Top recipients of FDI in 2007 were the US with $233bn, the UK ($224bn), France ($158bn), Canada ($109bn) and the Netherlands ($99bn). China was in sixth place ($84bn), followed by Hong Kong ($60bn).

Together with China, the rest of the BRIC emerging economies – Russia came ninth ($52bn), Brazil 14th ($35bn) and India 20th ($23bn) – all featured among the top 20 FDI beneficiaries in 2007 after big increases in inward investment over the previous two years.

FDI into Ireland last year amounted to $31 billion, the 16th highest. This followed three years of negative figures due to large transfers by subsidiaries to their parent companies. Investment from Ireland rose by more than 30% to $20.7 billion.

Greenfield FDI projects in Ireland fell 22% to 114 in 2007, following a decline of 25% in 2006 to 146. Greenfield projects in Romania rose from 116 in 2003 to 366 in 2007 while in the same period, the number of Polish projects rose from 154 to 333.

The greenfield indicator is a crude one but the value ranking can give a distorted picture because of fund movements by existing multinationals in a country.

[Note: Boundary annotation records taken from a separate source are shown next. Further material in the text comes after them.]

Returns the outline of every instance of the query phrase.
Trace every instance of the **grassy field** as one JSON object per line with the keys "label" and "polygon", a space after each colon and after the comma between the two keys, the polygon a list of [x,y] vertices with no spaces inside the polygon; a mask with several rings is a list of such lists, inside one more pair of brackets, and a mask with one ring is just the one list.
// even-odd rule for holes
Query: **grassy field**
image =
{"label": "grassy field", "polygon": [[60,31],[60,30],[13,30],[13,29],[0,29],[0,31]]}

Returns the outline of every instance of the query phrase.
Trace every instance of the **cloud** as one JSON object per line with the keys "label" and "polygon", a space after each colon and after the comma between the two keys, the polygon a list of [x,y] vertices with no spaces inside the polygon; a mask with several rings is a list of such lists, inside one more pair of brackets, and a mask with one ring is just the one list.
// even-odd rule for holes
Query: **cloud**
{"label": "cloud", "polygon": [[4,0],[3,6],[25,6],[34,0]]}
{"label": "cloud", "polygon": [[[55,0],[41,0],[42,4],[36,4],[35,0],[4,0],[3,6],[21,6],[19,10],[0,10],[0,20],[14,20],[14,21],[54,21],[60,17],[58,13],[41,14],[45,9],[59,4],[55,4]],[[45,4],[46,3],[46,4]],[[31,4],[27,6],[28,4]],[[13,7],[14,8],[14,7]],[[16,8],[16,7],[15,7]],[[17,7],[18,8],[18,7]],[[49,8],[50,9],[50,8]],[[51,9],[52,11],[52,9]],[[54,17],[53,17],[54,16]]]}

Rich nations dominated the top rankings mainly because of  record cross-border M&A activity of more than $1,600bn last year. Private equity funds accounted for a highest-ever $460bn of that. The role of sovereign wealth funds in direct investment was $10bn.

The report says Denis O'Brien's Digicel investment in Papua New Guinea contributed to increased FDI in that host economy while for example, in Jamaica, Digicel had 1.9 million customers by 2008, equivalent to 82% of the country’s mobile market and 72% of the total population.

The WIPS results survey, based on 226 responses to queries sent to the world´s largest TNCs, indicates that a majority of respondent companies still plan to increase their international investment expenditures, albeit at a more moderate level, over the next three years. This is largely due to an underlying and persistent trend towards expanding the share of TNC production, employment, and sales abroad. This trend towards internationalization will affect all corporate functions, including research and development (R&D) and decision-making centres, which so far have tended to remain in TNCs´ home countries.

Analysis by home region shows the quickly growing international ambitions of companies from the developing world, particularly Asia, while FDI prospects for companies from developed countries, especially North American and Japan, have dimmed as compared to a year ago. Although still very focused on investing in their home regions, companies are expressing a growing interest in "far-shore" investments, providing evidence of a gradual extension of their strategic scope.

Five very large countries are considered by large TNCs as the most attractive destinations for future foreign investment: China, India, the United States, the Russian Federation, and Brazil. Their rankings are unchanged from last year´s survey. However, the Russian Federation and Brazil have caught up noticeably in attractiveness. It is noteworthy that four of the five top destinations are the emerging economies known collectively as BRICs (Brazil, Russia, India, and China).

Location criteria in order of importance, 2008-1010 (Per cent of responses to the UNCTAD survey)

Among the top 15 destination countries, Vietnam again ranks 6th; Germany and Indonesia have improved to 7th and 8th, respectively. Australia, the United Kingdom, Poland, and France have declined slightly in the rankings but still remain in the top 15. Newcomers to the top 15 are South Africa, Canada, and Turkey. Market growth, market size, and access to international/regional markets are by far the most important factors influencing companies´ choices of investment location (50% of answers combined), followed by quality of business environment, including availability of skilled labour (8%), suppliers (6%), and adequate infrastructure (7%). The legal environment and government effectiveness were also mentioned frequently by TNCs responding to the survey. Availability of cheap labour, although not a negligible factor on average (8% of responses), appears to be a major determinant only for a few labour-intensive manufacturing activities such as garment production.